ROME – The shake-up at the Vatican’s Congregation for the Doctrine of the Faith continues, as Pope Francis appointed Monsignor Giacomo Morandi to be its second highest-ranking official.

The Italian Biblicist had already been chosen by the pope in 2015 to be the undersecretary of the congregation charged with ensuring the coherent and correct interpretation of Catholic theology.

The promotion follows the announcement on July 1 that Spanish Archbishop Luis Ladaria Ferrer, the former deputy of the doctrinal congregation appointed by Pope Benedict XVI in 2008, was to be its new prefect.

Ferrer replaced the German Cardinal Gerhard Müller, 69, who had taken a more conservative interpretation of Francis’s encyclical Amoris Laetitia concerning divorced and civilly remarried Catholics.

Morandi, at the relatively young age of 51, is therefore the pope’s new inside man within the congregation, after serving as a priest in the northern Italian diocese of Modena-Nonantola since 1990.

In his native city of Modena, Morandi had also been the episcopal vicar for catechesis, evangelization, and culture.
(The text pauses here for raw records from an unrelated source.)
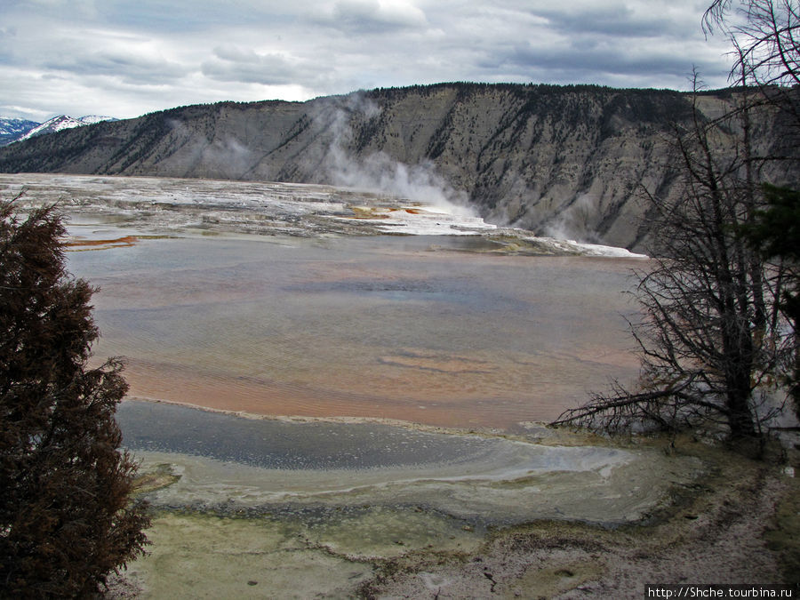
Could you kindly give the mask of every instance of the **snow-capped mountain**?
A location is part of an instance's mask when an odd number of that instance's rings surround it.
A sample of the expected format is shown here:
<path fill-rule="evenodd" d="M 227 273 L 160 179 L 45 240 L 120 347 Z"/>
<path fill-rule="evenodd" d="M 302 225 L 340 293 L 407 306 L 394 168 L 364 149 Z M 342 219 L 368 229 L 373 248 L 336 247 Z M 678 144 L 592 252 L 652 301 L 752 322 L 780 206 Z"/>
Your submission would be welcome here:
<path fill-rule="evenodd" d="M 84 125 L 93 125 L 95 123 L 100 123 L 102 121 L 119 121 L 119 119 L 114 118 L 113 116 L 101 116 L 100 115 L 86 115 L 86 116 L 82 116 L 78 119 Z"/>
<path fill-rule="evenodd" d="M 40 124 L 28 119 L 11 119 L 0 116 L 0 146 L 5 146 Z"/>
<path fill-rule="evenodd" d="M 62 129 L 92 125 L 101 121 L 116 120 L 118 119 L 113 116 L 100 116 L 98 115 L 87 115 L 77 119 L 67 115 L 59 115 L 44 123 L 0 117 L 0 146 L 5 146 L 13 141 L 28 140 L 37 135 L 60 132 Z"/>

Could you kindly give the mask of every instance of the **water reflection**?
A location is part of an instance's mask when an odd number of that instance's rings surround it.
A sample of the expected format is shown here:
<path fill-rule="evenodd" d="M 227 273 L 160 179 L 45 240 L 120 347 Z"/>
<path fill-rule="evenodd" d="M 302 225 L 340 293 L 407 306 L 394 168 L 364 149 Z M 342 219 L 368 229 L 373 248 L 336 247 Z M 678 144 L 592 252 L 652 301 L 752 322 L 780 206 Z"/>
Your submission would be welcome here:
<path fill-rule="evenodd" d="M 186 236 L 69 261 L 101 288 L 96 354 L 128 357 L 133 396 L 508 428 L 635 375 L 630 262 L 458 252 L 465 243 Z"/>

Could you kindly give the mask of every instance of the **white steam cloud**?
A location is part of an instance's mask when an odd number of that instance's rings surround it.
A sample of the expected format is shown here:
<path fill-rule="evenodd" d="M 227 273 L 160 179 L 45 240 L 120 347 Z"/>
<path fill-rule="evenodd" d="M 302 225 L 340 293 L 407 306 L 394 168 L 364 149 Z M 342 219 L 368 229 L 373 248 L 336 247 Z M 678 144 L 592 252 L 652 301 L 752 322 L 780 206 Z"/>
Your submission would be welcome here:
<path fill-rule="evenodd" d="M 333 185 L 408 199 L 449 214 L 477 216 L 477 212 L 468 206 L 467 193 L 453 188 L 431 161 L 409 165 L 383 151 L 365 157 L 353 156 L 348 148 L 354 137 L 349 118 L 354 113 L 372 120 L 380 116 L 380 108 L 361 94 L 348 96 L 337 108 L 331 122 L 333 136 L 325 157 Z"/>

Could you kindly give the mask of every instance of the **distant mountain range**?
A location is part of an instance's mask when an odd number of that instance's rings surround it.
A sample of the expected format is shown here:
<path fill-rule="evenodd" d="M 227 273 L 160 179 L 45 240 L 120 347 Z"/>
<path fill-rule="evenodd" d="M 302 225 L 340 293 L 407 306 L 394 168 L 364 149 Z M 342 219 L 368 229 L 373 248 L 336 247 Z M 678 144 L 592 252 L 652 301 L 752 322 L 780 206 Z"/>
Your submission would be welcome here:
<path fill-rule="evenodd" d="M 117 121 L 113 116 L 87 115 L 80 118 L 59 115 L 44 123 L 36 123 L 28 119 L 12 119 L 0 116 L 0 146 L 6 146 L 14 141 L 34 138 L 37 135 L 60 132 L 62 129 L 72 129 L 84 125 L 92 125 L 101 121 Z"/>
<path fill-rule="evenodd" d="M 454 83 L 220 102 L 10 144 L 0 172 L 332 184 L 451 200 L 490 223 L 646 252 L 641 190 L 684 189 L 671 133 L 692 126 L 692 106 L 716 119 L 740 93 Z M 800 155 L 783 116 L 763 108 L 750 118 L 756 155 Z M 763 175 L 796 187 L 793 164 L 770 163 Z"/>

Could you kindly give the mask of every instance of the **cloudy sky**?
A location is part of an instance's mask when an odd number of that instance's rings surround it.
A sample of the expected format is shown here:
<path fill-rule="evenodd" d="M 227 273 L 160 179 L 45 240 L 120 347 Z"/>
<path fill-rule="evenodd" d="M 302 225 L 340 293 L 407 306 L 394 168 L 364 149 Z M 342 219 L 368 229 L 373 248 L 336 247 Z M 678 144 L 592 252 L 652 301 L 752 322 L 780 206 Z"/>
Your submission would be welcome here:
<path fill-rule="evenodd" d="M 710 0 L 0 0 L 0 116 L 120 118 L 444 81 L 726 84 Z"/>

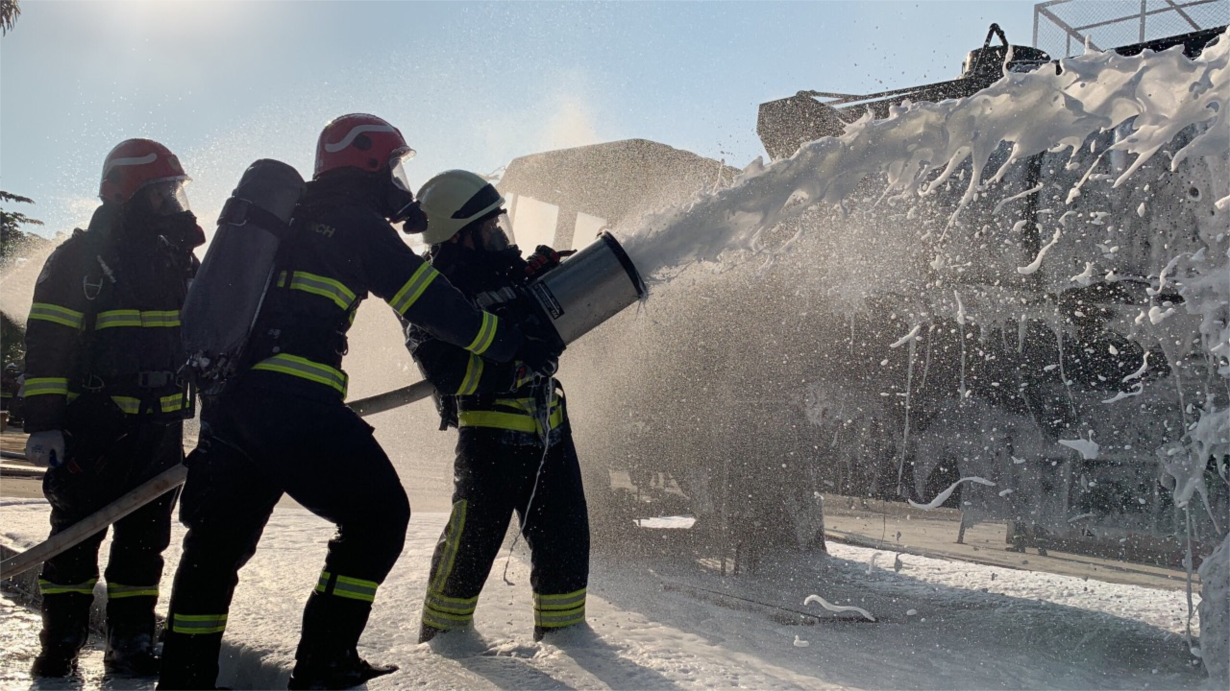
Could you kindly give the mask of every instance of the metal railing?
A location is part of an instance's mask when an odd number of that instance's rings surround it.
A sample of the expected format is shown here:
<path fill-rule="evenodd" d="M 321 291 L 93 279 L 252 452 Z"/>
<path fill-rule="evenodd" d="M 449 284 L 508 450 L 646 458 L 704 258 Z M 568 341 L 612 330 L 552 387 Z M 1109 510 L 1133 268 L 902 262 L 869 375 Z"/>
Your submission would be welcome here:
<path fill-rule="evenodd" d="M 1054 58 L 1230 23 L 1230 0 L 1049 0 L 1033 6 L 1033 45 Z"/>

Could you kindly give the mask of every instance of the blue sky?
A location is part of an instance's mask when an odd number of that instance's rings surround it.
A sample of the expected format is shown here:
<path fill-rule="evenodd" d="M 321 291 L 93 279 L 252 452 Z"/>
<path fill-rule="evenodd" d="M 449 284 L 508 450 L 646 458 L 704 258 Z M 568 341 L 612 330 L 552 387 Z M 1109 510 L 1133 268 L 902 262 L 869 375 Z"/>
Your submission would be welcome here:
<path fill-rule="evenodd" d="M 310 172 L 331 117 L 379 114 L 415 184 L 535 151 L 646 138 L 743 166 L 756 106 L 957 76 L 1030 0 L 23 0 L 0 37 L 0 189 L 54 234 L 97 203 L 107 151 L 180 155 L 212 224 L 248 162 Z M 23 205 L 25 207 L 25 205 Z"/>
In 2008 he earned his doctorate in missiology at the Pontifical Gregorian University in Rome, where he also worked as a professor and vice-rector.
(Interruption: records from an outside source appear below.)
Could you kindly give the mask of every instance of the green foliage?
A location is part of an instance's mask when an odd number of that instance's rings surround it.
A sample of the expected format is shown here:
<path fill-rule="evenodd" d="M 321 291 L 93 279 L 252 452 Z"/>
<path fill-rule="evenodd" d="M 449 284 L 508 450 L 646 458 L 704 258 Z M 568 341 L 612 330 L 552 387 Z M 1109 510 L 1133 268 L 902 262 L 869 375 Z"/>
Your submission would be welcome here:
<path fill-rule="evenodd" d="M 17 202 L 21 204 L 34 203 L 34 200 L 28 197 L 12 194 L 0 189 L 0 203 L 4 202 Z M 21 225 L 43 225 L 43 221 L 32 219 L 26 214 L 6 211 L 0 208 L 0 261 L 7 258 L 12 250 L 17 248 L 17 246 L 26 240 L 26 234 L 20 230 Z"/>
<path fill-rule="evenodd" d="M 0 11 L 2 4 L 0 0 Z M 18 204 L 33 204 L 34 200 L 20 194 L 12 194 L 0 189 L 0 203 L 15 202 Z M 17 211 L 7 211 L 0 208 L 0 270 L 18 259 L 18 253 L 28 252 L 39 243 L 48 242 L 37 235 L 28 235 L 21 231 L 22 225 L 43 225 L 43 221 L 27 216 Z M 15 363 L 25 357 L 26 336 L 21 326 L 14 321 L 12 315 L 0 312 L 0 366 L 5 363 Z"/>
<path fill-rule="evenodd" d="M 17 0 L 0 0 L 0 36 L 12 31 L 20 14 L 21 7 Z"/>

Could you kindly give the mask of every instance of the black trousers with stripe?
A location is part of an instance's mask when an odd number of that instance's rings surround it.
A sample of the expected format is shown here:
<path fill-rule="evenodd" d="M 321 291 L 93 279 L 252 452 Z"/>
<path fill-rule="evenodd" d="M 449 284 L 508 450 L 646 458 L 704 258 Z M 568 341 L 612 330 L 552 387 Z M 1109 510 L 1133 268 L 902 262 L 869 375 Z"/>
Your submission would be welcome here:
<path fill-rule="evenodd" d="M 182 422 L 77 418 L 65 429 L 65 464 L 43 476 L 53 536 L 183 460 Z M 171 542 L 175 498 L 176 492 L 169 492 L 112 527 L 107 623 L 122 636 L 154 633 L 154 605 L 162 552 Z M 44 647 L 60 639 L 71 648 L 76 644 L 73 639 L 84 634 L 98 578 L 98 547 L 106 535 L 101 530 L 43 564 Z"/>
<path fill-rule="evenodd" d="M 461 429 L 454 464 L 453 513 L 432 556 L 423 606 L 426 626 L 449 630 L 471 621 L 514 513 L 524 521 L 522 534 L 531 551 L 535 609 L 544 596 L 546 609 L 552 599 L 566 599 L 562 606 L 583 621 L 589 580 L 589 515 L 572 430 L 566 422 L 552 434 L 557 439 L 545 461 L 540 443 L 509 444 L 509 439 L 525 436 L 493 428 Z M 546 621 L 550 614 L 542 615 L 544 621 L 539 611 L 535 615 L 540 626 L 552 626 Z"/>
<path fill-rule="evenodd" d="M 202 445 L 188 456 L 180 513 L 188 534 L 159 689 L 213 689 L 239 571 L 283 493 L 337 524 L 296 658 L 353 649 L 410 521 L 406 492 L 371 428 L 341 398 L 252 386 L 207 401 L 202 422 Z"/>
Among his other accomplishments, the new deputy obtained his license in Biblical studies in 1992 at the Vatican’s Biblicum Institute and was a lecturer on patristic exegesis at the Academy of theology named after Czech Cardinal Tomáš Špidlík, with ties to the Pontifical Oriental Institute in Rome.
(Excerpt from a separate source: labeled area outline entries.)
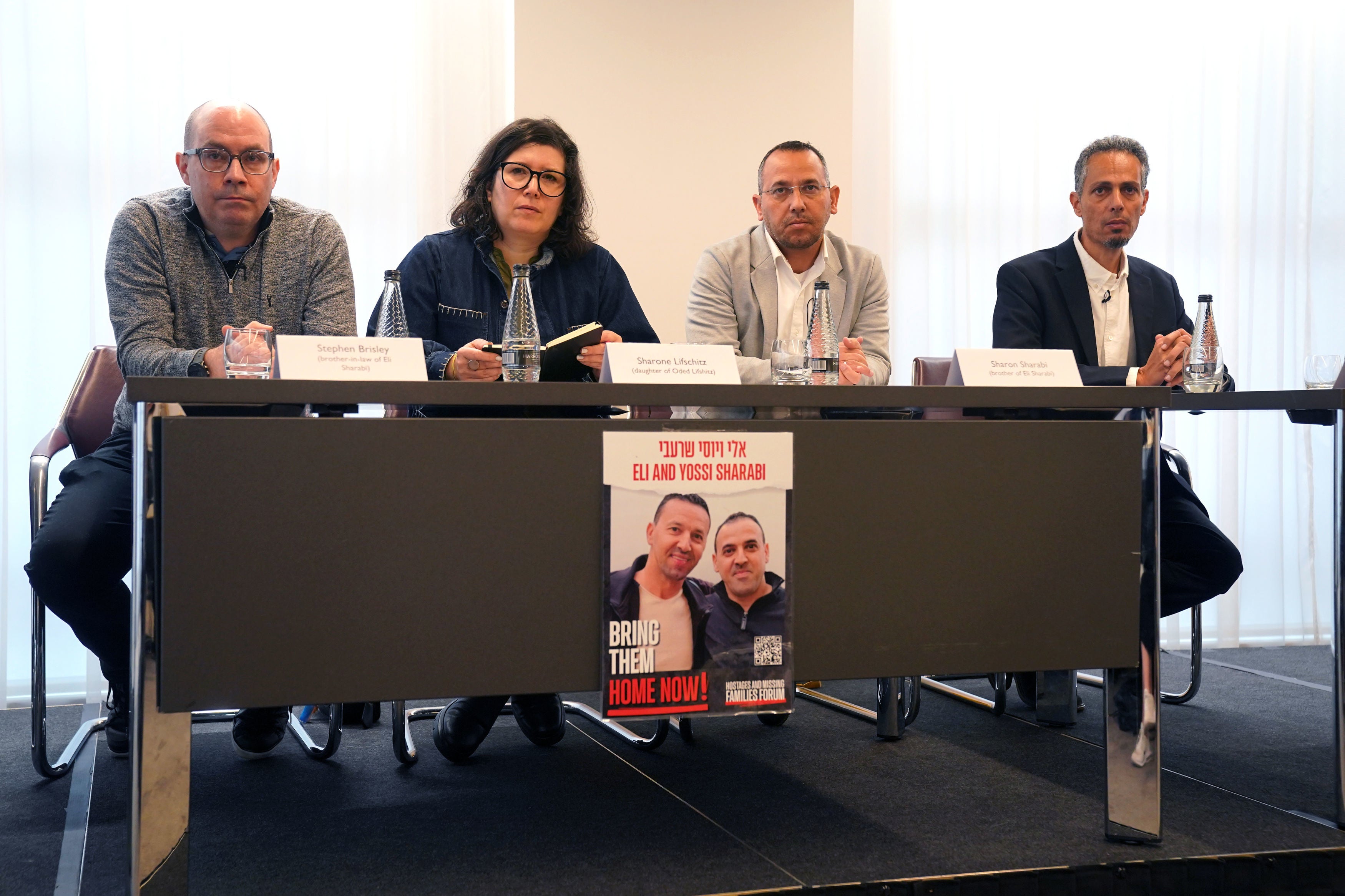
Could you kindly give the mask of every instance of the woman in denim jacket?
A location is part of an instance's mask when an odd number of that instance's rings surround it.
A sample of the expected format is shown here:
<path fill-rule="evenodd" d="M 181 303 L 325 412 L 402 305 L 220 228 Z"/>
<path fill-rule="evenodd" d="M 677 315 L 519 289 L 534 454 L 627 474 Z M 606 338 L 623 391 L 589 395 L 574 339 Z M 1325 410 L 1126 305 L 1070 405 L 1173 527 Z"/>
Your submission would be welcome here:
<path fill-rule="evenodd" d="M 550 118 L 519 118 L 482 149 L 449 220 L 399 266 L 412 336 L 425 340 L 430 379 L 499 379 L 500 356 L 484 351 L 504 330 L 514 265 L 531 265 L 542 343 L 600 321 L 603 341 L 580 360 L 603 367 L 605 343 L 659 341 L 625 271 L 589 232 L 580 152 Z M 369 320 L 374 334 L 378 308 Z"/>
<path fill-rule="evenodd" d="M 453 230 L 422 239 L 399 267 L 406 322 L 425 341 L 430 379 L 499 379 L 500 356 L 484 347 L 503 334 L 514 265 L 533 267 L 543 343 L 574 326 L 603 324 L 601 343 L 580 355 L 593 379 L 607 343 L 659 341 L 625 271 L 593 242 L 578 148 L 550 118 L 519 118 L 486 144 L 449 220 Z M 375 308 L 370 336 L 377 321 Z M 460 697 L 444 707 L 434 719 L 434 746 L 465 762 L 506 700 Z M 518 727 L 541 747 L 565 735 L 560 695 L 514 695 L 512 709 Z"/>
“As a diocese we are honored by the decision made by Pope Francis, who recognized in one of our priests the qualities and gifts necessary to perform such a delicate and complex service for the Universal Church,” the bishop of Modena Erio Catsellucci told local newspapers.

The bishop added that the date of Morandi’s ordination as Archbishop of Cerveteri, though still unconfirmed, will probably be at the end of September at the Duomo of Modena.